Introduction to Music Production 1 – Sound

As a music producer, your medium is sound.  Understanding the fundamentals of how sound works is crucial to becoming a professional in the industry.

What is sound?

Sound is produced by continuous and regular vibrations, as opposed to noise (Merriam Webster).  How do you make sound?  To make sound, you must create vibrations in the air.  Consistent vibrations are called oscillations.  The frequency (pitch) of a wave depends on the speed of the oscillations.  For instance, A4 on a piano is 440Hz.  This means the wave cycles (oscillates) 440 times per second.  The slower the speed (lower frequency), the lower the pitch.  Conversely, the faster the speed (higher frequency), the higher the pitch.  The human hearing range is, on average, from 20Hz (20 cycles per second) to 20kHz (20,000 cycles per second).

Another major characteristic of sound is loudness.  Loudness (measured as amplitude in dB – Decibel) is a perceived intensity, usually described as volume (also dynamic range).  Amplitude is derived from the height of the waves.  The higher the amplitude, the more intense a sound will be.  The human ear can handle intensity up to 120 dB SPL, also called the threshold of pain.  The recommended volume intensity for studios is 85 dB SPL.

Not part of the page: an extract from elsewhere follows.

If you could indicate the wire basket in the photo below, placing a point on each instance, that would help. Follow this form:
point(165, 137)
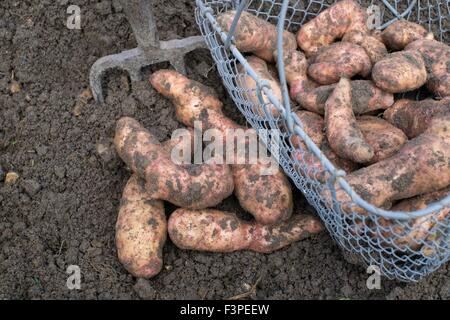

There are multiple forms of dB measures, but for actual loudness, dB SPL is used.  SPL stands for Sound Pressure Level, and is the local pressure deviation from the ambient atmospheric pressure, caused by a sound wave.  When looking at a DAW (Digital Audio Workstation), the values are measured in dB FS (full scale), a relative measure of intensity that does not have an actual, consistent dB SPL measurement.  To achieve any level of intensity in dB SPL, you must use some form of amplification (speakers, headphones) and measure the output.

Volume Levels

The chart below is called a Fletcher-Munson curve (also called equal loudness curve).  It shows the perceived loudness of frequencies in the human hearing range at various dB SPL.  Even if two different frequencies are played at the exact same actual dB SPL, the human ear does not perceive them to be equal in intensity.  This chart shows the average perception of this.  This is important to take note of because in mixing, both in the studio and live, you do not want to make all frequencies the same actual volume, but to use your ears to find the best balance.

Fletcher Munson Curve

How does any of this help my production?

Use your ears! These charts are for basic reference to show how our ears work, not to give you specific numbers to always put every frequency with regard to volume. Only use these to understand why two sounds may appear to have totally different volumes, even if they are set to the same volume. It is a necessity to understand, to a basic degree, how our ears work with regard to amplitude and frequency. We will talk about how frequency and amplitude work in relation to sound design and mixing in later lessons.